«Petit matin. Grande journée!» «Petit cartable. Grande école.» «Grande serviette. Petite tâche.»

D’une double page à l’autre, une journée à hauteur d’enfant s’écrit, péripétie après péripétie, cause avant effet, et à chaque étape ce jeu entre le «petit» et le «grand», entre le dérisoire et l’important, l’anodin et le remarquable…

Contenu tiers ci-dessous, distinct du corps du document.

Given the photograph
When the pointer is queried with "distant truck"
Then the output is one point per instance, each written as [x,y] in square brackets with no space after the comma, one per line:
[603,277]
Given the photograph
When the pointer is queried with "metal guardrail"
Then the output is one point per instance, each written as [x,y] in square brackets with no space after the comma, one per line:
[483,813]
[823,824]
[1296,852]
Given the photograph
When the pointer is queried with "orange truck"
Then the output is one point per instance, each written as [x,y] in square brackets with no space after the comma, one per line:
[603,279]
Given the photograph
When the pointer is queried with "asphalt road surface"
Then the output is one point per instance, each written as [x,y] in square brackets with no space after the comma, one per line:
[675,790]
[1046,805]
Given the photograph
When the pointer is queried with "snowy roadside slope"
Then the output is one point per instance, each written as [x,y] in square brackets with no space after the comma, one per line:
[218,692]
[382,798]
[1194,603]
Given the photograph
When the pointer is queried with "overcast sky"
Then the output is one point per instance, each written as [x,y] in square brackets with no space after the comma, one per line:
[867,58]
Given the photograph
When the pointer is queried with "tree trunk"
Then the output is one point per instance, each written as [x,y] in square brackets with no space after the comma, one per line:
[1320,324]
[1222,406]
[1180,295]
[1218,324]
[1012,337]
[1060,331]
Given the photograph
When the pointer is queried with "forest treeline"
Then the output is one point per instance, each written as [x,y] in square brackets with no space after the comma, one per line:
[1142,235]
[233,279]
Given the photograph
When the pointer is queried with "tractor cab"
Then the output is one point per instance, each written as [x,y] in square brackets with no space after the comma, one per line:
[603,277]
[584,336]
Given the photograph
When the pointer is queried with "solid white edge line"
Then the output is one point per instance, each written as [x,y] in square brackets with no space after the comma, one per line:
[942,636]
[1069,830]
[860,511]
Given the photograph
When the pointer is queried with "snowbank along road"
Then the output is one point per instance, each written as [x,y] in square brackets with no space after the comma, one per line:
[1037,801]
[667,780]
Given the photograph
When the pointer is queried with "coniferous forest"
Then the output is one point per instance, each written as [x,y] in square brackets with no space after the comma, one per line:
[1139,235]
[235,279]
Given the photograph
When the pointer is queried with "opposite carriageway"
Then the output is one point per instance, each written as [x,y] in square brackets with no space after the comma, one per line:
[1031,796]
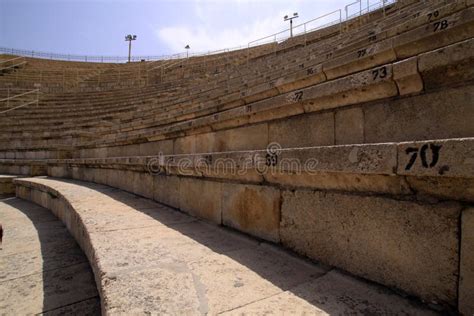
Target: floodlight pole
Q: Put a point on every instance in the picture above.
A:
(130, 38)
(286, 18)
(187, 51)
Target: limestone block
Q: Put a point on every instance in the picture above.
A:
(438, 115)
(185, 145)
(364, 58)
(201, 198)
(252, 209)
(443, 187)
(402, 244)
(447, 158)
(244, 138)
(349, 126)
(166, 190)
(155, 148)
(6, 185)
(466, 279)
(357, 88)
(436, 34)
(59, 171)
(366, 159)
(405, 74)
(143, 184)
(350, 182)
(303, 131)
(447, 65)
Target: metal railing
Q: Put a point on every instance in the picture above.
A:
(12, 63)
(19, 100)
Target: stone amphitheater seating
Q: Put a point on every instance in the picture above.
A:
(352, 145)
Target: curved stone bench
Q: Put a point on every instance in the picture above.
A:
(148, 258)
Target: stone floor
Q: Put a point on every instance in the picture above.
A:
(42, 269)
(153, 259)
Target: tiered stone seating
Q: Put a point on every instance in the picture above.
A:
(149, 259)
(354, 144)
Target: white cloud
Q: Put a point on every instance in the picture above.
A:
(203, 38)
(216, 26)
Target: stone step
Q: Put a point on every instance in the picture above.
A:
(184, 265)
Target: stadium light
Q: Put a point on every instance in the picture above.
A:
(187, 50)
(286, 18)
(129, 38)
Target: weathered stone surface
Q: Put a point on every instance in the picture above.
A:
(6, 184)
(360, 87)
(201, 198)
(349, 126)
(341, 181)
(460, 189)
(143, 184)
(438, 115)
(466, 278)
(405, 74)
(42, 269)
(444, 158)
(244, 138)
(155, 148)
(252, 209)
(180, 264)
(254, 274)
(447, 65)
(303, 131)
(166, 190)
(333, 294)
(185, 145)
(411, 246)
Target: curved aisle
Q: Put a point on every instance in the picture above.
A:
(148, 258)
(42, 269)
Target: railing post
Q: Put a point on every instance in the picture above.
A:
(305, 34)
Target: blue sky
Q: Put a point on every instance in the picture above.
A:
(98, 27)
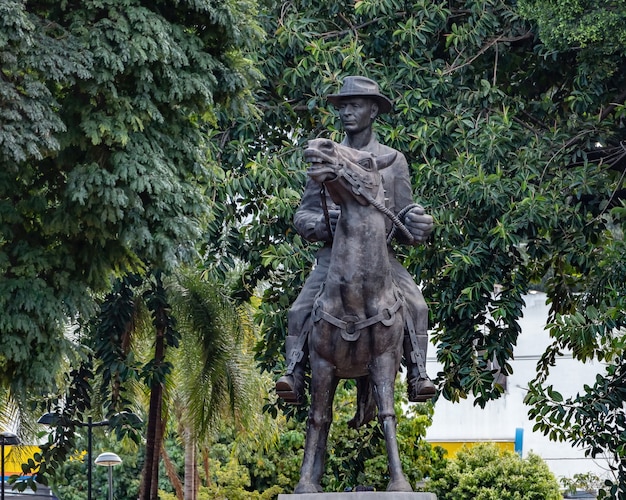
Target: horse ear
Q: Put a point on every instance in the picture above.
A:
(385, 160)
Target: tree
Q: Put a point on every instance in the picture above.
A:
(105, 169)
(485, 472)
(104, 163)
(515, 149)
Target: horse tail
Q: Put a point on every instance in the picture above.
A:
(365, 403)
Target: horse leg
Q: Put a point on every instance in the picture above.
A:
(323, 386)
(383, 374)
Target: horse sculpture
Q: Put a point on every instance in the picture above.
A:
(357, 318)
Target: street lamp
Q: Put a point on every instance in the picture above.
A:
(110, 460)
(6, 439)
(52, 418)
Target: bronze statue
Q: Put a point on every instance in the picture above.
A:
(359, 103)
(358, 315)
(359, 310)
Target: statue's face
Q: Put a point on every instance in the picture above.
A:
(357, 113)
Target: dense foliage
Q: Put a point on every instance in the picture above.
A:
(126, 145)
(103, 159)
(485, 472)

L’enfant se réveille, arrive en classe, écrit, joue, mange, dort, retrouve sa maman. Géraldine Collet raconte cela sans verbe, à l’aide de deux adjectifs et deux noms, autrement dit avec une économie de moyens et un côté répétitif qui ne peuvent qu’enchanter les plus jeunes, ceci d’autant plus que l’illustration, elle, se permet des folies!

Coups de pinceaux ébouriffants

La douceur de l’aquarelle se fait éloquence, exubérance, pour mieux montrer l’imaginaire de l’enfant, son enthousiasme, sa fierté, ou simplement sa façon de considérer la vie.

Dans son monde à lui, il n’y a pas de petits événements, uniquement de grandes aventures, d’intenses émotions, que le duo d’artistes qui se fait appeler Kerascoët trace à coups de pinceaux tendrement ébouriffants.


«Petit Tom s’ennuie. Et Monsieur Emile qui lit au lieu de jouer avec lui! Heureusement, Petit Tom trouve un crayon, et se met à dessiner des boucles et des boucles; elles deviennent ressors, ailes, maisons, mais soudain Petit Tom appelle au secours, il est tout emmêlé!»

Balade onirique

A partir de là commencent de très douces pages sur la complicité entre Petit Tom et Monsieur Emile: ce dernier entre dans le jeu, démêle les fils avant de les tricoter et de continuer la balade onirique, poétique, entreprise par son petit compagnon. Ce qui est inventé est aussitôt rendu réel, et c’est sur le même registre totalement imaginaire que l’adulte répond à l’enfant, donnant une matérialité à ses élucubrations.

Très joli duo que ces deux-là, imaginés par Anne Isabelle Le Touzé: humains dans leur comportement mais d’apparence un peu incertaine, leur complicité est un éloge de l’inventivité. Mais aussi, mais surtout un hymne à l’univers enfantin, valorisé par un Monsieur Emile qui s’y trouve finalement comme un poisson dans l’eau.

Répétitifs juste ce qu’il faut, et minimalistes de même, textes et dessins enchantent le monde en le réinventant, en méconnaissant des frontières que les enfants eux-mêmes adorent ignorer.


Géraldine Collet, «Petit cartable. Grande journée», illustr. de Kerascoët, Albin Michel jeunesse. Dès 5 ans.

Anne Isabelle Le Touzé, «Monsieur Emile et Petit Tom», Pastel. Dès 4 ans.